Posted by 片山 at 2016年03月30日 09:05
カラス時間で七歳(太陽暦では約一年に相当)の子がいました。
Posted by 燈台森 at 2016年03月30日 10:20
まあ、片山さんの意見に一票。
雨情の詩には色々“含み”が有るとは言われてますが。
Posted by 愛國赤旗党総帥 at 2016年03月30日 10:49
では、ついでに宗匠の娘さんには私の大ナスビを…
Posted by 愛國赤旗党総帥 at 2016年03月30日 10:58
ナスの蒲焼き風は試したことがあります。

要は、タレ次第。食感は悪くないです。
Posted by ラー at 2016年03月30日 12:18
西郷どんは、絶対卵かけご飯を食べていました!
それも、三食!
司馬遼太郎先生が書いているくらいですから。

歴史秘話ヒストリアでもやっていました!
Posted by 薩摩っ子 at 2016年03月30日 12:35
出勤前だが敢えて
「ネタにマジレス」
してみようwww

司馬史観wwwアレは落語やwww
作家てのは嘘つきでね、
@司馬さんは生前に司馬信者、“竜馬”信者の武田鉄矢を呼びつけて
「私の書いたフィクションをさも真実としてメディアで語るな!」
とキツいお灸を据えたそうな。
Aその司馬さんの師匠格の海音寺潮五郎さんは
「面白い歴史小説あるでしょう?アレは大概嘘話なんですよ(此処は多分辻政信を揶揄してます)。少なくとも嘘をかなり交えてる。だから作家で勲章もらった人ってのは嘘つき名人なんですよwww」
て講演してる。
B山岡荘八さんは静岡に「家康」執筆の為の取材に行った時に調べれば調べる程
「築山殿悪妻説」
には真実味が無いのを確信した。でも
「コッチにした方が面白くなる」
と思って「悪妻」風に書いたそうな。

極めつけが
C柴田錬三郎さん曰く
「俺は嘘しか書かねえ」www

結論
どうでも良い事は面白いなり真実味を感じれるように表現する分けよ。其れのセンスの
「有る?無し?」
が重要なのよ。

ああ出勤や…働きたくないでゴザル。絶対に働きたくないでゴザル…
Posted by 愛國赤旗党総帥 at 2016年03月30日 13:11
歌詞の”フルース”という部分の響きが、かっこいいなと思っていました。
コテージとかバルコニーとかコリドーとか、その手の建築関連単語のような印象でしたが、実は”古巣”だったという・・・・。
Posted by ヨット at 2016年03月30日 14:39
薄曇りとなつた、甲府市内の午後。
サテヨットさん。ブルースを連想されましたか。「港町ブルース」は、森進一の名曲ですナ。

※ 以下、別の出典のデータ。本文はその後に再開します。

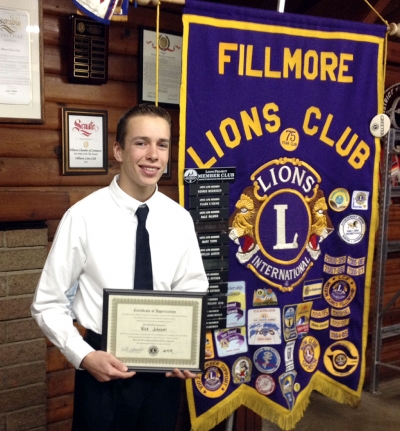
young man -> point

サテ総帥さん。いい大人が、登校拒否したらいけませんゾ。
Posted by 百足衆 at 2016年03月30日 15:13
百足衆さん
ブルースではなく、ブルースです。
Posted by 菅原 at 2016年03月30日 17:34
どうも、通りすがりに立ち寄らせてもらいました。
「七つの子」といえば、某お化け番組の「カラスの勝手でしょう」を思い出してしまいます。

ちなみに、もう一つ「ぞうさん」の替え歌もあったのですが、あちらは抗議殺到だったのでしょうか、数回で消えてしまったようです。
ゴールデンタイムにあの歌詞はやはり拙かったようです。
Posted by ケンタ at 2016年03月30日 20:21
総帥様
ご勤務、お疲れ様です。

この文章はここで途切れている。